Portrait of a "real life" __metaclass__

Mark Shroyer usenet-mail at markshroyer.com
Sun Nov 11 08:21:22 EST 2007


On 2007-11-11, Jonathan Gardner <jgardner.jonathangardner.net at gmail.com> wrote:
>> There isn't much difference between
>>
>>   match_calendar_month(2007, 11, message)
>>
>> and
>>
>>   m = CalendarMonthMatcher(2007, 11)
>>   m.match(message)
>
> Yes, there isn't a world of difference between the two. But there
> is a world of difference between those and:
>
>    match(message, before=date(2007, 12, 1), after=date(2007, 11, 1))
>
> And you can add parameters as needed. In the end, you may have a
> lot of parameters, but only one match function and only one
> interface.

No, that would be an absolutely, positively bad decision.  Heck,
suppose I wanted to match messages from "@ufl.edu" that are at least
seven days old, OR all other messages from the previous month or
earlier -- but only if we're at least four days into the current
month.  (This isn't a fanciful invention for the sake of argument,
it's an actual rule I'm using right now.)  Then, at best, we'd have
something like:

    (match(message, domain="ufl.edu")
      and
    match(message, before=date(2007, 11, 4))
  or (match(message, before=date(2007, 11, 1)), \
        butMatchThePreviousMonthInsteadIfDaysIntoCurrentMonthIsLessThan=4))

Or you could go the other way and try to solve it by adding even
more arguments to the function, but then you're even worse off for
complexity.  Either way, you're left without an abstract way to say
"this month" or "previous week" without implementing the logic to do
so separately from the data.  In my experience, that kind of design
ends up making things a lot more complicated than they need to be,
once the application is put to use and once you (or worse, somebody
else) starts wanting to extend it.

Compare that to the actual implementation of this rule in my
program:

  rule= Or( 
          And( 
            SenderPattern(re.compile("@ufl\.edu")),
            DaysOld(7)
          ),
          CalendarMonthOld(match_delay_days=4)
        )
  rule.match(message)

(The current implementation of CalendarMonthOld takes the current
month if not otherwise specified.)

> Or it could be that you are confusing two things with each other.
>
> [...]
>
> How do you avoid complexity? You take a step back, identify patterns,
> or pull different things apart from each other (like rows and
> columns), and try to find the most basic principles to guide the
> entire system.

If I could just break everything down into date ranges, I would.
But that doesn't give me the kind of behavior I want.

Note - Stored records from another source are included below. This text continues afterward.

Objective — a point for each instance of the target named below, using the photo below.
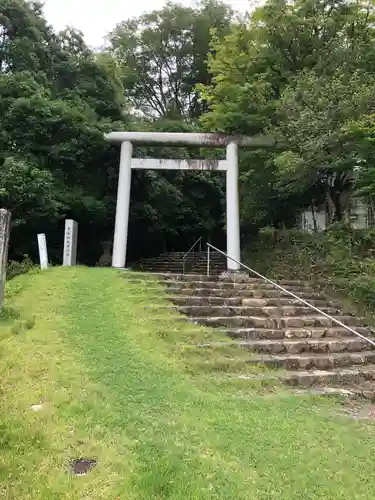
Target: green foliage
(16, 268)
(340, 259)
(302, 71)
(163, 54)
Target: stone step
(232, 279)
(348, 377)
(202, 300)
(274, 323)
(268, 311)
(257, 287)
(297, 346)
(308, 361)
(245, 293)
(293, 333)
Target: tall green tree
(163, 55)
(300, 70)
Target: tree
(286, 73)
(163, 56)
(313, 114)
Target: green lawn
(118, 388)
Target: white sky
(95, 18)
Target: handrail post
(208, 260)
(191, 249)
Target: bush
(341, 257)
(16, 268)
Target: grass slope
(117, 389)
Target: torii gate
(230, 166)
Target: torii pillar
(230, 165)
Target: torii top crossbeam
(194, 139)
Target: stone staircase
(278, 331)
(172, 262)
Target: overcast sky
(95, 18)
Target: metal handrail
(188, 252)
(292, 295)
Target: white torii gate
(230, 166)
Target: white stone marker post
(5, 217)
(43, 254)
(70, 243)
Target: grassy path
(117, 390)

> The very fact that you are talking about months (and thus days and
> weeks and years and centuries, etc...) and not generic dates means you
> have some more simplifying to do in your design elsewhere as well.

No, it truly does not.  Sometimes I want to match a message that is
N days old; sometimes I want to match a message from the previous
*calendar month* or earlier, which can not be readily specified as a
number of days; the same goes for calendar year, calendar week, etc.
Some small amount of calculation has to be performed to convert a
given number of calendar weeks into a datetime range.  And in order
for the user -- that is, primarily, me, but hopefully others too
once I get around to polishing up this thing -- to be able to
generically say, "match all the messages from the last quarter",
bundling such behavior with the data it operates on makes the system
easier to implement and *much* easier to extend.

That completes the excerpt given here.